The submission of the applicant that the errors were clerical and that their correction would not change the meaning of the Award was based on the affidavit sworn by the applicant. Nothing in the submission of counsel for the respondent watered down this submission.  Instead the respondent argued generally about the right of the respondent to appeal against the decision of this Court.  We expected counsel to show Court by affidavit or otherwise how correction of the errors would by any stretch of imagination change the Award. We expected the respondent to react to each of the itemized clerical errors pointed out in the affidavit of the applicant. We do not accept the contention of counsel for the respondent that this Court should not rely on the Civil Procedure Act simply because it has its own rules of procedure. As we have held before (and we expect every advocate to appreciate) where there is a lacuna in the rules of this Court the Court is at liberty to apply the civil procedure rules or in accordance with section 40 of the Labour Disputes (Arbitration and Settlement) Act the court may regulate its own procedure. This being the case we do not see any harm in adopting section 99 of the Civil Procedure Act so as to enable the Court correct clerical errors that may arise in an Award.
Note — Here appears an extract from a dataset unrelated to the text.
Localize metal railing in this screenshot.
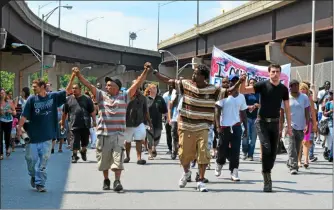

It is our considered opinion that the respondent having failed to rebut the submission of the applicant that there were clerical errors capable of being corrected by this Court without altering the decision of Court, We hold that in accordance with the authority of FANG MIN VS DR. KAIJUKA(supra) the application is granted and as a consequence the following  corrections in the said Award are hereby made:

  1. The name of the claimant at page 1 in the Award is hereby corrected to read "WASSWA"
  2. On page 6 of the Award paragraph 4 first  line is corrected to read "COUNSEL FOR CLAIMANT"
  3.  on page 14 of the Award item(6) the figure in the second last sentence is corrected to read" 5 1/2 " years
  4. on page 14 of the Award item (7) second line the figure is corrected to read "24% per annum"
  5. on page 14 item 7(2)  the figure is corrected to read" 14,068USD"
  6. (F) On page 15 item 7 the figure is corrected to read" 24% per annum"
  7. (G) On page 15 item 8 the words "Aug 2015" are corrected to read "Aug 2017".

We are in agreement with counsel for the respondent that this application does not call for an order for costs being an application to correct clerical errors to which none of the parties contributed.